Mozilla has released an open source voice recognition tool that it says is “close to human level performance,” and free for developers to plug into their projects.
The free-software company also on Wednesday released a first set of crowdsourced recordings under its Common Voice project, designed to let anyone train and test machine learning algorithms to recognize speech. The dataset includes almost 400,000 downloadable samples, adding up to 500 hours of speech. More than 20,000 people from around the world have contributed to a call for recordings, which Mozilla hopes will help future voice-powered systems fluently understand a wide variety of accents and types of speech. “We at Mozilla believe technology should be open and accessible to all, and that includes voice,” Mozilla Senior Vice President of Emerging Technologies Sean White wrote in a blog post.
The speech recognition tool, called DeepSpeech, has an impressive per-word error rate of about 6.5%, ahead of the company’s stated goal of 10%, but still shy of Microsoft’s achievement this year of 5.5%. Implemented with TensorFlow, an open source machine learning tool released by Google, the Mozilla model uses the “deep learning” multilayer neural network approach that’s been successful at a wide range of artificial intelligence tasks, and is based on a 2014 research paper from scientists at Baidu, the Chinese internet giant.

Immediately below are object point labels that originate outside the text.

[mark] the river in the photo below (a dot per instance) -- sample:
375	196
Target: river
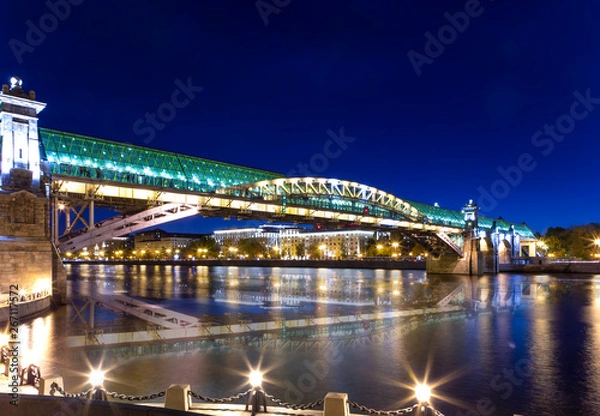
532	347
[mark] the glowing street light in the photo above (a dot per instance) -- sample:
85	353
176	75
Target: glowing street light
255	379
422	393
256	395
96	378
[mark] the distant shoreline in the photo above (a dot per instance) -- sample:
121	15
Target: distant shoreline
566	267
558	267
330	264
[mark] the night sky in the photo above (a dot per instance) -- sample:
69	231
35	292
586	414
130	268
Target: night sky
504	109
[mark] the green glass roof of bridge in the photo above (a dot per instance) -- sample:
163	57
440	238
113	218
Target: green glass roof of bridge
87	157
92	158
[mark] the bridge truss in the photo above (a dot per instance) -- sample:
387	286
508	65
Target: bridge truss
302	200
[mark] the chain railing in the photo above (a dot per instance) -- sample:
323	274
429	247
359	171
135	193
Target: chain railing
219	400
54	387
308	406
152	396
406	411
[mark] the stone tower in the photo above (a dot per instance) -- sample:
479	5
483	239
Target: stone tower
28	258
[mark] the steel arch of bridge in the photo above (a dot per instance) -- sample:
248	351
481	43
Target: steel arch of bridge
325	193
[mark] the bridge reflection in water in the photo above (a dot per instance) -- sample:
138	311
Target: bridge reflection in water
296	309
304	365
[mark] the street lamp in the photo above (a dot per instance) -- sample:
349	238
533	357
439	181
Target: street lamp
256	396
423	395
96	379
322	247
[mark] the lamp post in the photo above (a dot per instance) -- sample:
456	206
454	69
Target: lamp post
97	392
256	395
322	247
423	395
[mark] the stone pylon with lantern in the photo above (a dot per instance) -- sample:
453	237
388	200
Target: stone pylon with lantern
29	262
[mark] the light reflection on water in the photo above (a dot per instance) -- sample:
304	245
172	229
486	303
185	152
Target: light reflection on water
533	350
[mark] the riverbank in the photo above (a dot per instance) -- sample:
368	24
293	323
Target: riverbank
330	264
558	267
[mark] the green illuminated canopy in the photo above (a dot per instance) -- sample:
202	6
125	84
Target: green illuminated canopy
92	158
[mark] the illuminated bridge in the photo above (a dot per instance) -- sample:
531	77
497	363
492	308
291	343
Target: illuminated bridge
149	187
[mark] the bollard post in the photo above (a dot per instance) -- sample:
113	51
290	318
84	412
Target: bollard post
336	404
177	397
46	382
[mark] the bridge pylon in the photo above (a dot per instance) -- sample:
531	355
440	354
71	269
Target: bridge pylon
28	259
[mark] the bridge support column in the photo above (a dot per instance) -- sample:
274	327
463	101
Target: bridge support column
177	397
28	258
471	263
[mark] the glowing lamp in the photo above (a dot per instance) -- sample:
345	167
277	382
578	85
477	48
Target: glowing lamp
4	338
255	379
96	378
422	393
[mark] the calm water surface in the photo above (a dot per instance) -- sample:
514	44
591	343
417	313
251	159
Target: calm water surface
532	348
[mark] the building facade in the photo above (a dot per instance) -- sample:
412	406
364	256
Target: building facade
159	240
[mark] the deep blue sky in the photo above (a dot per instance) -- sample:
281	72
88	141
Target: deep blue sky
272	92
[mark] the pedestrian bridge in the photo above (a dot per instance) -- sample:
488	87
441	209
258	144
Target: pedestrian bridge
150	187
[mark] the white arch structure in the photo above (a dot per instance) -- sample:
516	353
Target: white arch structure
294	199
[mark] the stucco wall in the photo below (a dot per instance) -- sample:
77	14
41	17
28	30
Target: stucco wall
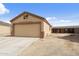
4	30
77	30
47	29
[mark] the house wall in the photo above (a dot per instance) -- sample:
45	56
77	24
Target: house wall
47	29
4	30
76	30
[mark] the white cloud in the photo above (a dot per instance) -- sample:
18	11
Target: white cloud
3	9
51	18
66	21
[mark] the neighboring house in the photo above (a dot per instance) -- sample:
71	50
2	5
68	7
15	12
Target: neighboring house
30	25
66	29
4	28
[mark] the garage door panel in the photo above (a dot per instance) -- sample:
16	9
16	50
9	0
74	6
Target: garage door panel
29	30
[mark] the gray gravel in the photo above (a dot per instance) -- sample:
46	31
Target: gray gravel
13	45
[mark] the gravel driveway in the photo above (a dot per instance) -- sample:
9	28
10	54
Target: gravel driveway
14	45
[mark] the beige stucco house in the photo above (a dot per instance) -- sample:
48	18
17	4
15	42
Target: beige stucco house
30	25
4	28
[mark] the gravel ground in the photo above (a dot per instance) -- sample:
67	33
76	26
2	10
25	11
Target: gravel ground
54	45
11	46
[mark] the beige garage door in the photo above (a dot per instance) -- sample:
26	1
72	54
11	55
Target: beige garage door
29	30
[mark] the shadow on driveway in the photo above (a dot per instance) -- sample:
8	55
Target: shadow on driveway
71	37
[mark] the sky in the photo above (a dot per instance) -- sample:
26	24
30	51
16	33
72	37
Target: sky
57	14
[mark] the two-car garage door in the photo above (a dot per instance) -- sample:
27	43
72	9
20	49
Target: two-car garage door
29	30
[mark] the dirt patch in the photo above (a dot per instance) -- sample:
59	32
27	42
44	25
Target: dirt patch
53	45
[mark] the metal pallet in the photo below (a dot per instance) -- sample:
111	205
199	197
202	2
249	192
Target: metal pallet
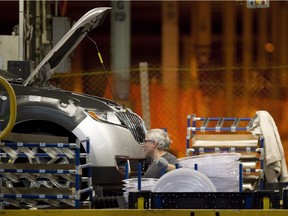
228	135
50	177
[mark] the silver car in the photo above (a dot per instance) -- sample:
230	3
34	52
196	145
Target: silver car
115	132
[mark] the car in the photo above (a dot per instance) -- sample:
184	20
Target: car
115	132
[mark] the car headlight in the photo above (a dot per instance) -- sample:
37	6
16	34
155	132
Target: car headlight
105	116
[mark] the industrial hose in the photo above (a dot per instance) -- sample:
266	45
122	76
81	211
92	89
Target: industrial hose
13	107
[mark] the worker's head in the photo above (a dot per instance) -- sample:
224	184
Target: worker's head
156	139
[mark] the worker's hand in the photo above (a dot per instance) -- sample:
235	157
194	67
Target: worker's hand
162	163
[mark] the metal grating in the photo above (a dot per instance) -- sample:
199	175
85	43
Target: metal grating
134	124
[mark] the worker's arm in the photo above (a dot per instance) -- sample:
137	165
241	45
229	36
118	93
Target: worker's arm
164	164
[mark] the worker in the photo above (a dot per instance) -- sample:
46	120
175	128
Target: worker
156	145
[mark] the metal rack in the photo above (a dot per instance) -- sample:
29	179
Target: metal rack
228	135
51	177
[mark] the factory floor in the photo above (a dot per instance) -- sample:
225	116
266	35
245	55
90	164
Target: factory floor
139	212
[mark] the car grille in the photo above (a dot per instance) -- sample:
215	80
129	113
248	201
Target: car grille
134	124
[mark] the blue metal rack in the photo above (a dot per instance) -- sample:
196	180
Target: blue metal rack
12	173
230	126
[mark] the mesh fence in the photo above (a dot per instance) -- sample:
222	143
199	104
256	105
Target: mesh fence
212	92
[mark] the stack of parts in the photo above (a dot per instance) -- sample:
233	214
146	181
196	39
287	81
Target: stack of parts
131	185
222	169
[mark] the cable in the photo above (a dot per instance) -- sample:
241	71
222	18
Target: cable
13	107
103	65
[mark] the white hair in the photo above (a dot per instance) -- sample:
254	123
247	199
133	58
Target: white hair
161	137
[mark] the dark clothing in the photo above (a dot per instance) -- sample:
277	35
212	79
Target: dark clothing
154	171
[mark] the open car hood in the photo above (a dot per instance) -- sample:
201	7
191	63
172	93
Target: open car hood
67	44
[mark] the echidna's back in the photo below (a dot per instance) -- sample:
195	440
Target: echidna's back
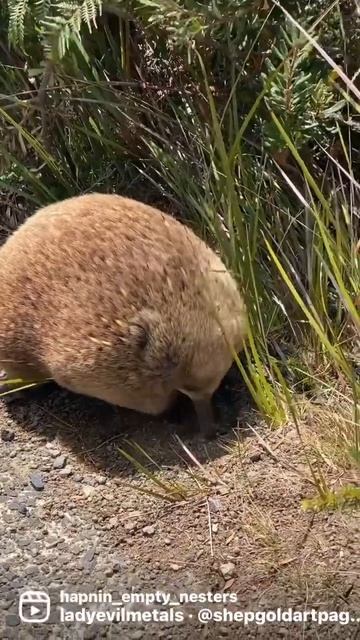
84	261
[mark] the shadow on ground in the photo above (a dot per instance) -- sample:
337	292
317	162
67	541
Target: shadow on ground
94	432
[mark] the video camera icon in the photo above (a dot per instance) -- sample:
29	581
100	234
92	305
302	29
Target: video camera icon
34	606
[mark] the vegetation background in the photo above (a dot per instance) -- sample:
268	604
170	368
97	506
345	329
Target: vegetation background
240	116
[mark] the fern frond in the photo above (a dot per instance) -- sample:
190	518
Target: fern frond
17	14
66	24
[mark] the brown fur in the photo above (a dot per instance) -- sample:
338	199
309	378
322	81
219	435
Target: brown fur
112	298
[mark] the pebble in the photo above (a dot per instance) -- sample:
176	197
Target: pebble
36	481
12	620
66	472
89	556
90	480
88	491
7	436
18	506
149	530
227	570
255	457
55	453
59	462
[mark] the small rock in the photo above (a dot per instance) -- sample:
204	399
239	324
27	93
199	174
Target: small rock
18	506
227	570
55	453
36	481
149	530
65	472
89	556
12	620
113	522
214	504
59	462
255	457
88	491
7	436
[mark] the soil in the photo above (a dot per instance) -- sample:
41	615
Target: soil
75	516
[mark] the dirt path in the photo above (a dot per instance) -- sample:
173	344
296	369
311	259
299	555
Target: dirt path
73	517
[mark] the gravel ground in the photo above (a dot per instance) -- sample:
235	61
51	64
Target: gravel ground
75	516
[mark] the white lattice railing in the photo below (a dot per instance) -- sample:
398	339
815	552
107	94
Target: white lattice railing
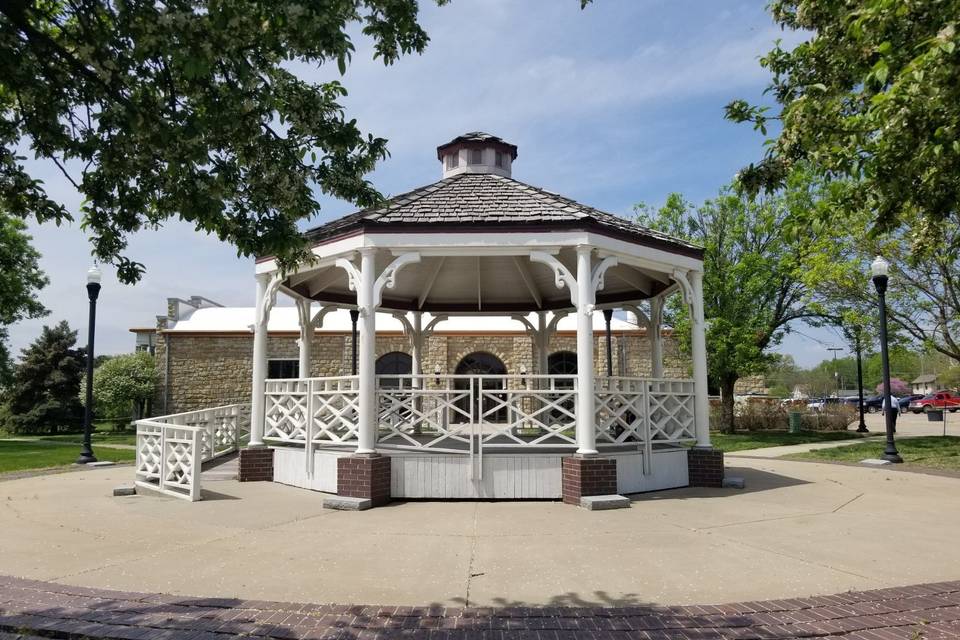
172	448
312	410
467	413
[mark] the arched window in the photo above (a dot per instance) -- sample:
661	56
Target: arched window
485	364
393	363
562	363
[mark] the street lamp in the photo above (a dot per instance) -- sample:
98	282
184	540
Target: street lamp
880	269
93	291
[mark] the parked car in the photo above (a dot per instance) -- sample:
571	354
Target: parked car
906	400
936	401
819	404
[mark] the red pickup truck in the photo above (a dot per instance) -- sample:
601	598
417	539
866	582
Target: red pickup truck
936	402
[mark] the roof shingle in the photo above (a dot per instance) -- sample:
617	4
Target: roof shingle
478	199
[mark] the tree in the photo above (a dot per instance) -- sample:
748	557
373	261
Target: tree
42	397
189	109
121	385
20	280
873	95
897	387
753	286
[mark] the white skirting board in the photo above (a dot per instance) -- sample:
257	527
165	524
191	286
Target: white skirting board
506	476
290	467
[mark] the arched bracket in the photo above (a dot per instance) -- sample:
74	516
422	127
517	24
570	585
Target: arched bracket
353	273
596	279
388	278
642	318
428	330
522	319
303	313
317	319
269	299
561	274
686	289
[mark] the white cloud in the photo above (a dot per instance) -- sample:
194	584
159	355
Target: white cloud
602	103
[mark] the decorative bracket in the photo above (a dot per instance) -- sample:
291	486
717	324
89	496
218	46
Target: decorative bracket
642	318
317	319
561	274
680	277
353	273
596	280
389	276
269	299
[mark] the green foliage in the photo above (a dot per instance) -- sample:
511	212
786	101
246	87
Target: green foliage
120	383
42	398
949	379
190	109
753	284
20	279
874	95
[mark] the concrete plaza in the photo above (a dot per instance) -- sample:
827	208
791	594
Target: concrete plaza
798	529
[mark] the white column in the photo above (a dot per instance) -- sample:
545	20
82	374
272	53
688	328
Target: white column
257	399
699	352
542	341
656	340
416	344
586	413
366	356
306	336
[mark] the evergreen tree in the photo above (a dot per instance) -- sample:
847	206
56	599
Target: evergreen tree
43	396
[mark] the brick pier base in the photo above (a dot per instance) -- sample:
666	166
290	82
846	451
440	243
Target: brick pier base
706	467
588	476
364	476
256	465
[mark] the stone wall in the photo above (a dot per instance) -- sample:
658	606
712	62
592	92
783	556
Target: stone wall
206	370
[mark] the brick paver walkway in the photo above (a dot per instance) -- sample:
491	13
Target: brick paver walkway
33	608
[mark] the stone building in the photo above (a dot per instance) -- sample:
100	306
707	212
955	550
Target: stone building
204	351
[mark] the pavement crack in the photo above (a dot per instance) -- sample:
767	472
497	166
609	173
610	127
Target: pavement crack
473	554
853	499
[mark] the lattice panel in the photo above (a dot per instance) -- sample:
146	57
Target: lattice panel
672	417
424	418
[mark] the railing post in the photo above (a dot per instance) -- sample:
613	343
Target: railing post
195	465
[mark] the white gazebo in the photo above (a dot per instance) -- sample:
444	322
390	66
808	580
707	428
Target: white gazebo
479	242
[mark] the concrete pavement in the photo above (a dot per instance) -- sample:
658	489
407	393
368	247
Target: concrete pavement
798	529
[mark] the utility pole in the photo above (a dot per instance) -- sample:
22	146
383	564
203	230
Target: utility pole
836	374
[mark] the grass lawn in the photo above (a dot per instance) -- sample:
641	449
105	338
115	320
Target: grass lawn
933	452
762	439
97	437
19	456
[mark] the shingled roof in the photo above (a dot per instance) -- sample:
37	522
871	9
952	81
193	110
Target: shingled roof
473	201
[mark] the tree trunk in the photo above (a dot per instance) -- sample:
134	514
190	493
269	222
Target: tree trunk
727	424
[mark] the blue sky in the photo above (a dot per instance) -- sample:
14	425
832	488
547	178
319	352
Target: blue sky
613	105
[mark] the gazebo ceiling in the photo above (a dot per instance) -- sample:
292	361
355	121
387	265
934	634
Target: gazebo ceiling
474	230
478	284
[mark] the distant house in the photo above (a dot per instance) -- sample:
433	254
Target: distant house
927	383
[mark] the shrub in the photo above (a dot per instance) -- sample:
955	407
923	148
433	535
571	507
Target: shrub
120	384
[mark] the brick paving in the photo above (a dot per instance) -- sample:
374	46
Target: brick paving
30	608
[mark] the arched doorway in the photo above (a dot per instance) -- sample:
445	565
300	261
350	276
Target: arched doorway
394	363
562	363
480	363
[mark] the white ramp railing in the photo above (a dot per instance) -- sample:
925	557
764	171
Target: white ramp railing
171	449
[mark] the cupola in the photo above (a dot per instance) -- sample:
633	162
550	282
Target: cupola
477	152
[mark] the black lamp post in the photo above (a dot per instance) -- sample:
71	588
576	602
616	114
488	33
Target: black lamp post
354	316
862	427
608	318
881	268
93	292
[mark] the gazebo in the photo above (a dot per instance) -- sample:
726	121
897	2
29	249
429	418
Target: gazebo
479	242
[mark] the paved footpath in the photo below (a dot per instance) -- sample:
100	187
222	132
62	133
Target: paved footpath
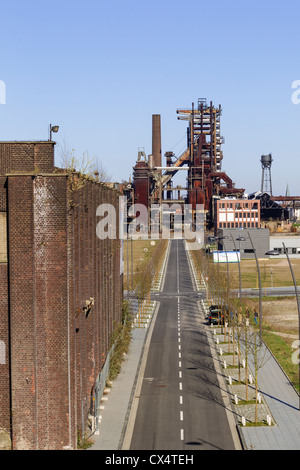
283	402
281	398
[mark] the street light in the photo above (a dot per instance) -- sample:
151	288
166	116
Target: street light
240	239
274	253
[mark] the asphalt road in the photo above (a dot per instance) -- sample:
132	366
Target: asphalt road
181	405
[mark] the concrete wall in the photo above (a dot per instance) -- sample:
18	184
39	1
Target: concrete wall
292	244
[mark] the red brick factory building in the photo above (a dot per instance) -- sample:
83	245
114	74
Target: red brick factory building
60	296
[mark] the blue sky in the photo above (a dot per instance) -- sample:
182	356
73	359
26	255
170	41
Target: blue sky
101	69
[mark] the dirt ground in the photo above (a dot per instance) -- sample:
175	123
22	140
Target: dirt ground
281	315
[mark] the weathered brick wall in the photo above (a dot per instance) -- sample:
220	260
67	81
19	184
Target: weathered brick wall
96	275
4	351
56	265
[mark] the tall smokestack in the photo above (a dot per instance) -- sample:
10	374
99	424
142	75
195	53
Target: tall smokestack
156	139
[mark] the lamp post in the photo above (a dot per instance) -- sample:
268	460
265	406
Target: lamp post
52	129
275	252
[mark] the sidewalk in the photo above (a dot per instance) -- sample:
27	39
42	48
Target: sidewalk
283	402
117	407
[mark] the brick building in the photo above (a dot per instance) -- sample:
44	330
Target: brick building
236	213
60	295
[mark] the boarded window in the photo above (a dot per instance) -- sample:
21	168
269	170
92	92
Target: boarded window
3	238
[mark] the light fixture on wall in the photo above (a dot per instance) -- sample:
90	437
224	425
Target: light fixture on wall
52	129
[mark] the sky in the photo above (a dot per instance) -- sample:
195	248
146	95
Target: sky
100	70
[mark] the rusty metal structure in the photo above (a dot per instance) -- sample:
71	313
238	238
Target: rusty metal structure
202	159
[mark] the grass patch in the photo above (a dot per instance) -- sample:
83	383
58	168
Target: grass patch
283	353
121	339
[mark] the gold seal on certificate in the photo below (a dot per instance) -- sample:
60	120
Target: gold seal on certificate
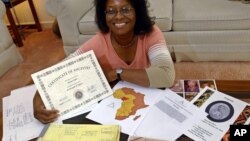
74	83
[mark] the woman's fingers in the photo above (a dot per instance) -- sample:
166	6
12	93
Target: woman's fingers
40	113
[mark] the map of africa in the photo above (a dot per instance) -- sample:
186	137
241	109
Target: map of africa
131	102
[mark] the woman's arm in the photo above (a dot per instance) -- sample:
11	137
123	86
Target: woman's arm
160	74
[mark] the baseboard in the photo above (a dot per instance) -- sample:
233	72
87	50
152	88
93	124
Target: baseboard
44	24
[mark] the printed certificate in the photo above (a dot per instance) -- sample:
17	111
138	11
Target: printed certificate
75	83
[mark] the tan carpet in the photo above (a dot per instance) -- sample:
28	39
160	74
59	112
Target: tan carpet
40	50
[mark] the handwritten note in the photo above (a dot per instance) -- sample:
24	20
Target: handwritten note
86	132
19	123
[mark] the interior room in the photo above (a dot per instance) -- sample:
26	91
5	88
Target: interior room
215	46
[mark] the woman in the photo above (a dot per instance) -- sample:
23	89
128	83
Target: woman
129	47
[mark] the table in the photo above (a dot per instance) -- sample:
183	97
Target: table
236	88
12	22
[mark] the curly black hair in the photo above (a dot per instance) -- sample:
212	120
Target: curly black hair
143	24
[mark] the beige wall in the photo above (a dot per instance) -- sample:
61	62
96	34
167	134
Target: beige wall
24	14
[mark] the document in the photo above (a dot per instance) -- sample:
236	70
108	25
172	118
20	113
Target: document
126	107
206	118
81	132
189	88
166	117
72	84
221	111
19	123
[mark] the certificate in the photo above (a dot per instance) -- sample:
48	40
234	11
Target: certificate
72	84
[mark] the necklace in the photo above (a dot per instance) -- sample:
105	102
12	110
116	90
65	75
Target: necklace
129	44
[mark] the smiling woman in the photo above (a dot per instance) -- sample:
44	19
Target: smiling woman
129	47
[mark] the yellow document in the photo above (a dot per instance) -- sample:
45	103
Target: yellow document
81	132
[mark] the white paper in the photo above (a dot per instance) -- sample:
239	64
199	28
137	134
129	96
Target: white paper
19	123
165	117
72	84
105	112
198	125
222	110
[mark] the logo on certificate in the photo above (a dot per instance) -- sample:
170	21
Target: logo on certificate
78	94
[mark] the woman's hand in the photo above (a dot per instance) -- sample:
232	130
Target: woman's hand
40	113
110	74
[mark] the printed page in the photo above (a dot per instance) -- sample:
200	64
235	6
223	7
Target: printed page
189	88
72	84
81	132
165	117
221	109
126	107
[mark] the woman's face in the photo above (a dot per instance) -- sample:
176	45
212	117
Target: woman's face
120	17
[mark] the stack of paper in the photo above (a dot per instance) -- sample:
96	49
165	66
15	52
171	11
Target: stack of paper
19	123
81	132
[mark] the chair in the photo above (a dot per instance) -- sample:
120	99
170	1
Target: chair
9	55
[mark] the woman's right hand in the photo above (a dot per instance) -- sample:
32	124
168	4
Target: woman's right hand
40	112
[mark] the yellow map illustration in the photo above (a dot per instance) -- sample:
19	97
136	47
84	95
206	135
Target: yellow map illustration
131	102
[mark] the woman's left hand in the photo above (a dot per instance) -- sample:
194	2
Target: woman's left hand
110	75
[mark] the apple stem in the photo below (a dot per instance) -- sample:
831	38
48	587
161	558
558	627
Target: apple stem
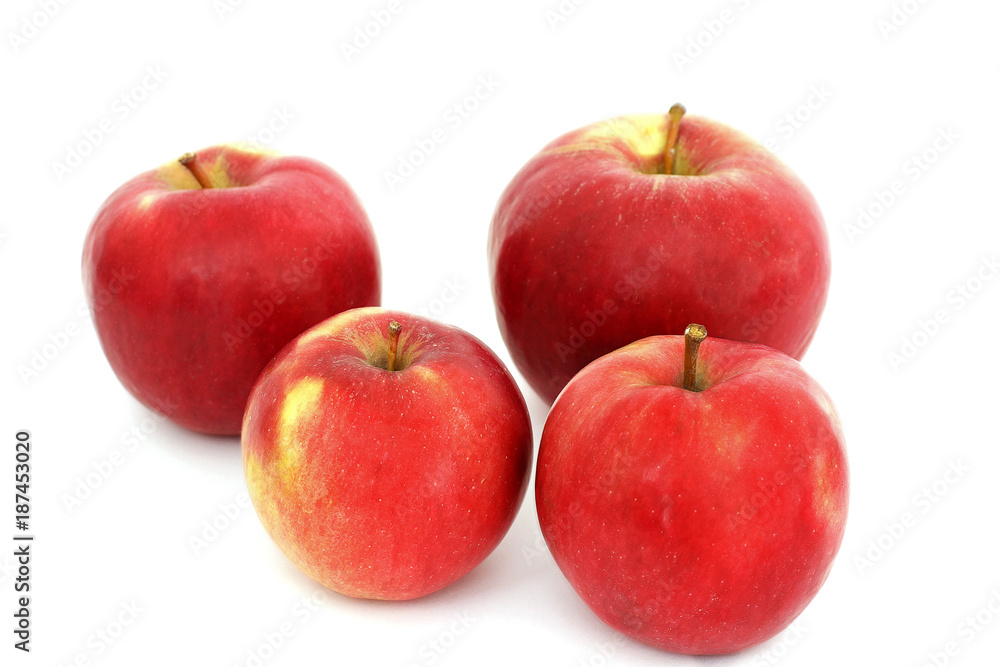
676	113
693	337
394	329
190	161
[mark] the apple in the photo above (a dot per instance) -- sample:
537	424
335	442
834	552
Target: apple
386	454
598	240
197	273
694	500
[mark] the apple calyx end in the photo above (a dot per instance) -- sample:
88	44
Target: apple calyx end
694	335
676	112
190	162
394	329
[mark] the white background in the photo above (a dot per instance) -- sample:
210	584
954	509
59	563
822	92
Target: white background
879	98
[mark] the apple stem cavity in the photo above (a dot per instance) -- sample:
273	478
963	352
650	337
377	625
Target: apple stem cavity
670	153
394	329
190	162
693	337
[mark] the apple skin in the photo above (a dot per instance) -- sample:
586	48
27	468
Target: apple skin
386	484
193	290
699	522
592	246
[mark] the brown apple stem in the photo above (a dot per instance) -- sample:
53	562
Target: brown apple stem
394	328
693	337
190	161
676	113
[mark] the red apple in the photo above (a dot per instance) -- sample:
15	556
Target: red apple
386	454
599	238
197	273
698	511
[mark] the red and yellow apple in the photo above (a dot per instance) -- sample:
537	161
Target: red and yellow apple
197	273
694	499
598	240
386	454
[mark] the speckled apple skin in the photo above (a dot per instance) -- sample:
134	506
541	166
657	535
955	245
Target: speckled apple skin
593	247
194	290
696	522
379	484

Established makers of voice recognition technology, including Amazon, Apple, and Google, are often thought to have a big advantage over startups and open source projects, since their products naturally collect torrents of training data as customers interact with voice-based systems like Alexa, Siri, and Google Assistant.
Through its public crowdsourcing approach, Mozilla has sought to build datasets that researchers and developers around the world could share freely, letting them easily compare results and test across a diverse, public sample of speech—minus some of the privacy concerns that come with large corporate speech-collection efforts.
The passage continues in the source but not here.